Suppose I have a data frame:
ID person_1 person_2
ID_001 Aaron Ben
ID_003 Kate Ben
ID_001 Aaron Lou
ID_005 Lee Ben
ID_006 Aaron Cassie
ID_001 Tim Ben
ID_003 Ben Mal
For every ID in the column "ID", I want to count the number of unique names that were associated with the ID
My desired output:
ID Count
ID_001 4
ID_003 3
ID_005 2
ID_006 2
CodePudding user response:
Flat your columns person1 and person2 then remove duplicated names and finally count unique value per ID:
out = df.melt('ID').drop_duplicates(['ID', 'value']) \
.value_counts('ID').rename('Count').reset_index()
print(out)
# Output
ID Count
0 ID_001 4
1 ID_003 3
2 ID_005 2
3 ID_006 2
CodePudding user response:
Use df.melt('ID').groupby('ID')['value'].nunique().
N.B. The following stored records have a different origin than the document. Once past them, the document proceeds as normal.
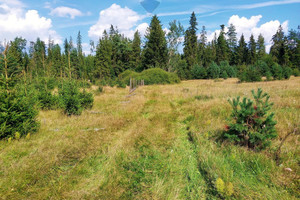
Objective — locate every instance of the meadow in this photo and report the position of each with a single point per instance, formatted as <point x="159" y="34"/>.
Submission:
<point x="160" y="142"/>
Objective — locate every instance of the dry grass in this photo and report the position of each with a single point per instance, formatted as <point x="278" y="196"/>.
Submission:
<point x="138" y="147"/>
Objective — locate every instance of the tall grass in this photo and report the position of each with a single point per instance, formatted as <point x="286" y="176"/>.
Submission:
<point x="161" y="143"/>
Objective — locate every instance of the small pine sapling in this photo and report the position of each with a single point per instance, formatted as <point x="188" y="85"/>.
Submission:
<point x="253" y="126"/>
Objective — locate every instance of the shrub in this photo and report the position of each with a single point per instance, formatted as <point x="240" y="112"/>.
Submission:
<point x="262" y="67"/>
<point x="84" y="84"/>
<point x="251" y="74"/>
<point x="150" y="76"/>
<point x="213" y="71"/>
<point x="224" y="190"/>
<point x="269" y="76"/>
<point x="277" y="71"/>
<point x="252" y="125"/>
<point x="296" y="72"/>
<point x="224" y="74"/>
<point x="17" y="115"/>
<point x="199" y="72"/>
<point x="182" y="70"/>
<point x="46" y="100"/>
<point x="231" y="71"/>
<point x="72" y="100"/>
<point x="100" y="89"/>
<point x="287" y="72"/>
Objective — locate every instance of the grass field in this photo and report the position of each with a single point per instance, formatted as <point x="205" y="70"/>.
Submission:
<point x="160" y="143"/>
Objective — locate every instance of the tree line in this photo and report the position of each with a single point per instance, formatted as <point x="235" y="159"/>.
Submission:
<point x="114" y="53"/>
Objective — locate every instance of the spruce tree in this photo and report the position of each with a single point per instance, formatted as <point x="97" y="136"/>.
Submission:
<point x="136" y="51"/>
<point x="176" y="30"/>
<point x="232" y="43"/>
<point x="261" y="48"/>
<point x="242" y="51"/>
<point x="279" y="49"/>
<point x="103" y="58"/>
<point x="155" y="52"/>
<point x="252" y="50"/>
<point x="202" y="59"/>
<point x="190" y="42"/>
<point x="222" y="47"/>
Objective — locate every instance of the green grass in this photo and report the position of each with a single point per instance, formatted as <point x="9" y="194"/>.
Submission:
<point x="162" y="143"/>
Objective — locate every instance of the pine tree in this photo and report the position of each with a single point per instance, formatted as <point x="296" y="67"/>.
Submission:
<point x="242" y="51"/>
<point x="176" y="31"/>
<point x="103" y="58"/>
<point x="190" y="42"/>
<point x="155" y="52"/>
<point x="201" y="56"/>
<point x="80" y="56"/>
<point x="136" y="51"/>
<point x="232" y="40"/>
<point x="294" y="48"/>
<point x="253" y="126"/>
<point x="279" y="49"/>
<point x="252" y="50"/>
<point x="232" y="43"/>
<point x="261" y="48"/>
<point x="222" y="47"/>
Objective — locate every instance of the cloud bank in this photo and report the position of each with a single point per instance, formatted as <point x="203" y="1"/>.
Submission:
<point x="63" y="11"/>
<point x="250" y="26"/>
<point x="15" y="21"/>
<point x="125" y="19"/>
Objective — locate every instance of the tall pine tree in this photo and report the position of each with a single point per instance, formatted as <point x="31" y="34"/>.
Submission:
<point x="190" y="42"/>
<point x="155" y="52"/>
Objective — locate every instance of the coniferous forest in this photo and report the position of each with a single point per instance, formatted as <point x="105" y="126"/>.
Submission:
<point x="177" y="138"/>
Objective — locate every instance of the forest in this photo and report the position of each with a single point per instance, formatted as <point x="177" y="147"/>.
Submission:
<point x="224" y="56"/>
<point x="215" y="120"/>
>>> df.melt('ID').groupby('ID')['value'].nunique()
ID
ID_001 4
ID_003 3
ID_005 2
ID_006 2
Name: value, dtype: int64
edit: df.set_index('ID').stack().groupby(level=0).nunique() works too.
CodePudding user response:
Melt your dataframe together, drop duplicates, then group by ID
and aggregate over the count of the variables. At least, rename the column variable to Count.
df.melt(["ID"]).drop_duplicates(["ID","value"]).groupby(
["ID"]).agg({"variable":"count"}).reset_index().rename(
columns={"variable":"Count"})
ID Count
ID_001 4
ID_003 3
ID_005 2
ID_006 2